Giacomo Otavio Tixiliski

Resumo


O Estado-Nação continua sendo o principal ator das relações internacionais devido ao seu caráter expansivo, por isso se faz necessário o entendimento do Sistema Internacional de Estados (SIE), principalmente em relação as mudanças das relações interestatais que advém com o século XXI. Nessa perspectiva, nota-se o pensamento de um mundo multipolarizado que incluía o Estado brasileiro e outros entes soberanos entre os polos de poder responsáveis por um novo fluxo de poder no SIE. Com isso, o objetivo que aqui se propõe por meio do método dedutivo e pela análise conjuntural a determinar, tanto quanto possível, a posição do Brasil no SIE de 2003 a 2018. Para isso, o artigo ampara-se na concepção de política internacional forjada por José Luís Fiori, principalmente sobre sua hierarquização dos Estados no SIE. O objetivo foi investigado com base na observação das principais políticas aplicadas pelos governos de Luís Inácio Lula da Silva, Dilma Rousseff e Michel Temer que impactaram no poder do Estado nacional.

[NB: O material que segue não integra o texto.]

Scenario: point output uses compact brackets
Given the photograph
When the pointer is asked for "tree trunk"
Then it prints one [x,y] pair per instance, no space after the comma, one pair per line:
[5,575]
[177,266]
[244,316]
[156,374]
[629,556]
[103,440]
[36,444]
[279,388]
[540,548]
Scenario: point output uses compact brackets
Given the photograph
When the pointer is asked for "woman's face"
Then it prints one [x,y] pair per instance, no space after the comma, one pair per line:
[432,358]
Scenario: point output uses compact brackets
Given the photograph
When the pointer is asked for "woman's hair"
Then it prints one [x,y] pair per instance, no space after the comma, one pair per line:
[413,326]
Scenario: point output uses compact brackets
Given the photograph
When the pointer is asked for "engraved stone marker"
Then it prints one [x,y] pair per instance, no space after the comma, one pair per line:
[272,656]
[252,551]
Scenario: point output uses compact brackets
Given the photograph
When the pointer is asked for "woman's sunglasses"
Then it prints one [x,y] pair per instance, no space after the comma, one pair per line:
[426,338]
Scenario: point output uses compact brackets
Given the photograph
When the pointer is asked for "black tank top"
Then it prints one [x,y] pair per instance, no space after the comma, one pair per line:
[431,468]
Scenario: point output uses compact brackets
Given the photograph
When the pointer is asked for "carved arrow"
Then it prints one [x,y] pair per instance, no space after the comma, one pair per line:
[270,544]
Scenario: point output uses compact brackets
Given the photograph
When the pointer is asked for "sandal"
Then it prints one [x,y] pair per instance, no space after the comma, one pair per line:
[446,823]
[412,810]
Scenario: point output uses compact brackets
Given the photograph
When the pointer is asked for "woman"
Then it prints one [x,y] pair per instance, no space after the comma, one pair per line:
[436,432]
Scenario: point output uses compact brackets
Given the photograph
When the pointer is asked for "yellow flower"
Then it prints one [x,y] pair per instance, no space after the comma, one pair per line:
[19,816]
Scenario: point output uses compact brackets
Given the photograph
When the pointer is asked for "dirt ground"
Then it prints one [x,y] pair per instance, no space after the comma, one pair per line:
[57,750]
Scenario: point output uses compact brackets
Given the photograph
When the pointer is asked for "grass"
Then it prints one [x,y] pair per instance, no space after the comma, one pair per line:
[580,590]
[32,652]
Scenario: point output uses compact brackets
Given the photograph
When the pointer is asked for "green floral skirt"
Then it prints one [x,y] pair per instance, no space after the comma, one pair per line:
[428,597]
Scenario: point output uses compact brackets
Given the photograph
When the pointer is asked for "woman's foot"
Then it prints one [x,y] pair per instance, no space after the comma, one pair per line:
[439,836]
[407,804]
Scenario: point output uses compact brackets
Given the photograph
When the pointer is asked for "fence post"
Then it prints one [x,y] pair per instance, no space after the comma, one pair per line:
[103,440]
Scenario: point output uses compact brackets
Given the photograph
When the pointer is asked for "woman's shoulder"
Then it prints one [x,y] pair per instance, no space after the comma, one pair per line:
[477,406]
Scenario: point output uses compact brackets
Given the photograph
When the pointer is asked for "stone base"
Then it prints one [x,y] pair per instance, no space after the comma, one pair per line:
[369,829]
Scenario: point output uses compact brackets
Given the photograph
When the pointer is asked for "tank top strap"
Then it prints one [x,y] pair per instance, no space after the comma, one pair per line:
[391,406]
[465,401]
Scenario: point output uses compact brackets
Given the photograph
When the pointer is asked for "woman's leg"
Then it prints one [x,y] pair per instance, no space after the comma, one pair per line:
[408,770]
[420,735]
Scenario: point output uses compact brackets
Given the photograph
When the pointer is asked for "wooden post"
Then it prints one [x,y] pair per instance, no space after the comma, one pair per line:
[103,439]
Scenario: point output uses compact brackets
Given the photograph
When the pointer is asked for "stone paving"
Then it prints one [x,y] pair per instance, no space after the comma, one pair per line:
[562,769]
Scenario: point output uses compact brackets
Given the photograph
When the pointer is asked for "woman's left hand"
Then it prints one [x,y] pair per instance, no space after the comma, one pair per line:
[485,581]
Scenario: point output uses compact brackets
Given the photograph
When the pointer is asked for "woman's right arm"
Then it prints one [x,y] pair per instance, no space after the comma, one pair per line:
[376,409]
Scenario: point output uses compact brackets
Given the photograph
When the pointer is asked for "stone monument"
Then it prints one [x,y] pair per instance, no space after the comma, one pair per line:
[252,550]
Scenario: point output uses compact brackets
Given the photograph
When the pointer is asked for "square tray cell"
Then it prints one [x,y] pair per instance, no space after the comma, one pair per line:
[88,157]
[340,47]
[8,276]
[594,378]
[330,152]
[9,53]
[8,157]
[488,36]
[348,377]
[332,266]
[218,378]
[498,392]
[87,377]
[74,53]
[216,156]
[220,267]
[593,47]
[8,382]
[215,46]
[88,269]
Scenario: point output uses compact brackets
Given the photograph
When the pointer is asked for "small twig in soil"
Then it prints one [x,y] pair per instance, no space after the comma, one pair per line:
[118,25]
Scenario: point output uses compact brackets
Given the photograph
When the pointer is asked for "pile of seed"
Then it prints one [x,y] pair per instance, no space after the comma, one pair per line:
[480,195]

Por fim, conclui-se que o Estado brasileiro mantém sua posição periférica, mesmo com as tentativas de se produzir políticas mais autônomas e soberanas diante dos imperativos das grandes potências e às imposições do SIE. Isso se deve ao fato dessas políticas de maior autonomia serem escassas e não terem continuidade por um tempo prolongado até que tenha viabilizado resultados mais consistentes.

  

Palavras-Chave: Poder; Sistema Internacional de Estados; Brasil.